The African Literature Association (ALA) will open its 2026 Lecture Series with a timely and thought-provoking talk by Gibson Ncube, focusing on the intersections of gender diversity, ecology, and Indigenous cosmologies in Zimbabwean literary texts.
The virtual lecture, scheduled for Saturday, January 24, 2026, will be streamed live on the African Literature Association YouTube channel, making it accessible to a global audience across multiple time zones, including London, Lagos, Johannesburg, and Nairobi.
Titled “Hydrocosmologies and the Rethinking of the Intersection of Gender Diversity and Ecology in Selected Zimbabwean Literary Texts,” the lecture examines how Zimbabwean writers Chido Muchemwa and T. L. Huchu draw on the mythology of the njuzu—a Shona water spirit—to reimagine dominant ideas about gender, embodiment, and the natural world.
At the heart of Ncube’s analysis is the njuzu as a figure of fluidity, transformation, and transgression. Through close readings of Muchemwa’s “Finding Mermaids” and Huchu’s “Njuzu,” Ncube argues that these texts challenge rigid boundaries between human and nonhuman, physical and metaphysical, self and environment.
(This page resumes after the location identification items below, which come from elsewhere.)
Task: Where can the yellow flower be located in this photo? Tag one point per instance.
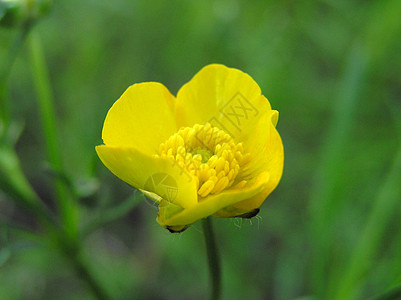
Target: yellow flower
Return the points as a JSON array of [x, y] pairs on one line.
[[212, 150]]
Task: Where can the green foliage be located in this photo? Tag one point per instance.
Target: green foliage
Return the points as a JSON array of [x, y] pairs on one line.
[[331, 229]]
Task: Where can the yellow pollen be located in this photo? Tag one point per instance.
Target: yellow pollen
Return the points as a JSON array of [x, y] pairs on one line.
[[208, 153]]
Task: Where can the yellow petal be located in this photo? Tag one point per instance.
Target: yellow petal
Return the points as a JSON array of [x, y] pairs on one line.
[[267, 154], [226, 98], [142, 118], [213, 203], [156, 175]]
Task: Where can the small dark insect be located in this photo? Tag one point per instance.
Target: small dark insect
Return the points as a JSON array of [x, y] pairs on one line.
[[250, 214]]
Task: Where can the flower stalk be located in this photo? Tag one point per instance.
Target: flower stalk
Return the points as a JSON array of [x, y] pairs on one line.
[[213, 259]]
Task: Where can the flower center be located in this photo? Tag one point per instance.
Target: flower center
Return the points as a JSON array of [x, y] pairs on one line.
[[208, 153]]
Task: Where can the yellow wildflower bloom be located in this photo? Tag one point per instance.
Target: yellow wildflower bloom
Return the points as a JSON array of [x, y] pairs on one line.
[[212, 150]]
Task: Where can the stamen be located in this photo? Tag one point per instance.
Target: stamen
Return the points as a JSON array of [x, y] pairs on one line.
[[209, 154]]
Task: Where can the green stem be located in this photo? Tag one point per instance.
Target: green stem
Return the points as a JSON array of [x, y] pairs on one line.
[[213, 259], [6, 70], [41, 79], [83, 272]]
In doing so, they unsettle colonial, heteronormative, and anthropocentric frameworks that have long shaped understandings of gender and personhood.
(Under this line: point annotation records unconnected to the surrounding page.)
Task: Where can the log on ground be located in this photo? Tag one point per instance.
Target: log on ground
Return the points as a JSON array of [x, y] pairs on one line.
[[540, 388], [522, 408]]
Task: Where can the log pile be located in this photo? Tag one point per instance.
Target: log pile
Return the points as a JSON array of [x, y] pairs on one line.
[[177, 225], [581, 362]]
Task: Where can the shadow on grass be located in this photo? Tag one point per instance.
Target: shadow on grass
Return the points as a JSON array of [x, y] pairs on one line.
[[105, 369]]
Drawing on philosopher Isabel Hofmeyr’s concept of “going below the waterline,” the lecture positions hydrocosmology as a decolonial mode of thought—one that recenters relationality, reciprocity, and multiplicity. Rather than treating water merely as metaphor, the texts Ncube examines frame it as a critical medium through which gender diversity and ecological consciousness emerge together.
The lecture also foregrounds queer and decolonial theoretical frameworks, suggesting that African literary imaginaries offer alternative ways of thinking about ecology and identity beyond Western paradigms. In Ncube’s reading, water becomes both a site of resistance and a generative space for rethinking what it means to live, relate, and belong in a shared world.
Introduced by Carli Coetzee and Megan E. Fourqurean, and sponsored by the Queer African Studies Caucus of the African Literature Association (QASALA), the lecture sets an intellectually ambitious tone for the 2025–26 ALA Lecture Series.
With its focus on African epistemologies, environmental thought, and gender diversity, the event promises to resonate with scholars, students, and readers interested in literature’s capacity to imagine more just and sustainable ways of being in the world.